Secretary of Tourism
- Acting
- In office January 5, 2004 – February 25, 2004
- President: Gloria Macapagal Arroyo
- Preceded by: Dick Gordon
- Succeeded by: Roberto Pagdanganan

General Manager of the Philippine Tourism Authority
- In office November 12, 2002 – July 31, 2008
- Preceded by: Nixon Kua
- Succeeded by: Mark Lapid

Member of the Makati City Council from the 1st district
- In office June 30, 1998 – June 30, 2001

Personal details
- Party: Independent (2009–present)
- Other political affiliations: Lakas (until 2001)
- Parent: Robert Barbers (father);

= Robert Dean Barbers =

Filipino politician

Robert Dean Smith Barbers is a Filipino government official who served as Acting Secretary of the Department of Tourism of the Philippines.

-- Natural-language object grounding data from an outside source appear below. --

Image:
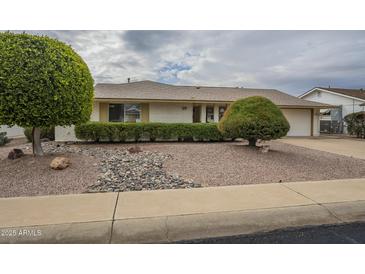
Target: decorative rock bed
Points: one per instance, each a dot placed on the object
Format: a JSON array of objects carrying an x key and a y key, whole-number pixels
[{"x": 125, "y": 171}]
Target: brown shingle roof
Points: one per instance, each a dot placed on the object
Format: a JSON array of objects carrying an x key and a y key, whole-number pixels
[
  {"x": 149, "y": 90},
  {"x": 357, "y": 93}
]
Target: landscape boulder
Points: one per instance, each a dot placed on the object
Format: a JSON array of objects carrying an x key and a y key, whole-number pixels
[
  {"x": 60, "y": 163},
  {"x": 15, "y": 154},
  {"x": 135, "y": 149}
]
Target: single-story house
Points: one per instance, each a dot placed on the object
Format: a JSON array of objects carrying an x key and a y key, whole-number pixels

He was also the general manager of the Philippine Tourism Authority (PTA) and a City Councilor of Makati. He is the youngest son of former Senator Robert Barbers and a brother of former Surigao del Norte Representative Ace Barbers.

He ran for vice mayor of Makati in 2001, but lost to Ernesto Mercado.

Barbers was appointed on November 12, 2002, as general manager of the Philippine Tourism Authority (PTA) by President Gloria Macapagal Arroyo. His appointment was legally challenged by his predecessor Nixon Kua who insisted his term should end in 2006, a case Kua lost. Barber's administration also sought the construction of the PTA Sports Complex within Intramuros which was halted by a court order in 2007.

Barbers' term expired in 2008. He was succeeded by Mark Lapid. He ran for representative of 1st district of Makati in 2010, but lost to Monique Lagdameo.

In 2025, Barbers and two other PTA officials were convicted and sentenced to up to eight years imprisonment for graft over the construction of the PTA Sports Complex.